Black and white photo of a barge on which four men are standing. Two small rowboats near the barge each carry three people. Three people are holding up signs.

The floating picket line, 1955

The cooperative packinghouses of the early days were unionized by the end of the 1940s. This was the first step towards equal pay for the applebox belles.

The one and only strike by the packinghouse workers began August 25th, 1955. The union first asked for a 10¢ per hour increase for all packinghouse workers, both women and men. At the time, the hourly pay rate was $1.05 for men and 80¢ for women. Packers received 3¢ per pack, a rate that had seen very little change since the 1920s. The negotiating committee, without consulting the belles, decided that no wage raise was necessary. The workers walked out.

Black and white photo of eight women sitting in the doorway of a loading dock.

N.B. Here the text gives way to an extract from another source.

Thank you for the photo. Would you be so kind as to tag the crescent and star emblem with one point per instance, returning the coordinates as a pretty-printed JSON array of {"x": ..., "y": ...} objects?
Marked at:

Before the strike – applebox belles at the loading dock, 1940s

The strike began with a new request for increases of 10¢ per hour for men and 8¢ per hour for women. Eventually, the union and the negotiating committee settled on a 5¢ increase across the board for all hourly employees. Female packers received a 5% increase. The applebox belles now received 3.15¢ for each box of apples packed. Stampers and sorters wages were increased to .85¢ per hour. While the belles still received less than their male counterparts, the strike of 1955 was the start towards equality.

In Lake Country’s packinghouses, the strike was resolved on September 9th, 1955, in time to pack that year’s crop. The belles went back to work.

Black and white photo of a large group of men and women seated in tiers outside. Three tall forklifts and a building are behind them.